In a campaign that has seen all the major parties wrap themselves in the Maple Leaf, the NDP has been no exception. The stage in the Crystal Ballroom at the election-night event in Burnaby was flanked by a row of neatly folded Canadian flags, and there was an eight-foot-tall backlit Canadian flag for selfies.
This was in vivid contrast to the scene at party headquarters after the 2021 election, when Singh delivered his speech in front of an image of him holding up an orange “Every Child Matters” shirt, referring to the tragedies at Indian residential schools.

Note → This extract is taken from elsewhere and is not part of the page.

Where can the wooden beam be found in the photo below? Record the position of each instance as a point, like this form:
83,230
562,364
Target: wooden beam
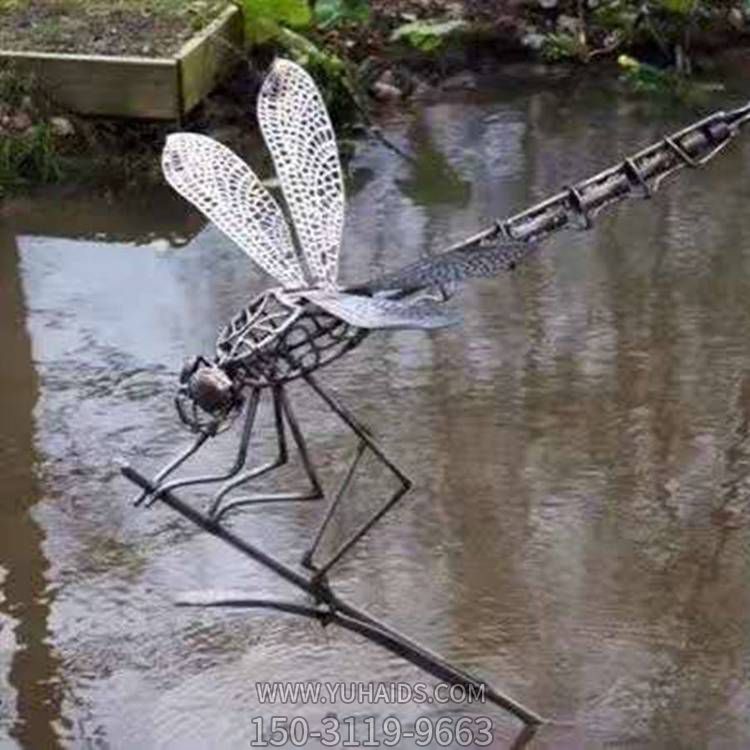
137,87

Nowhere to be seen Monday night was a keffiyeh. In a campaign that had seen the
NDP lean particularly hard into the issue of Gaza
, not a single attendee to NDP HQ wore any of the usual regalia of the anti-Zionist movement: There were no
watermelon-slice brooches
, no “Free Palestine” buttons.
If the NDP had triggered an election just six months ago by
joining Conservatives to vote no-confidence in the Liberal government led then by Justin Trudeau
, this all would have been very different. Polls in December showed that it was the Liberals who were fated for a single-digit seat count. The Conservatives would have won a majority, but with the NDP leader in Stornoway in charge of the opposition, and the Liberals banished to a political wilderness from which they might have never returned.
Yet several people at Monday night’s event said this outcome was better.
“Honestly, I don’t ever want Conservatives in power,” said Mitch Biagioni, a volunteer on Singh’s Burnaby Centre campaign. “Liberals we can work with.”
Biagoni said one of his first political memories was hearing that right-wingers wanted to ban the video game Mortal Combat. He said he’s never particularly like conservatism ever since.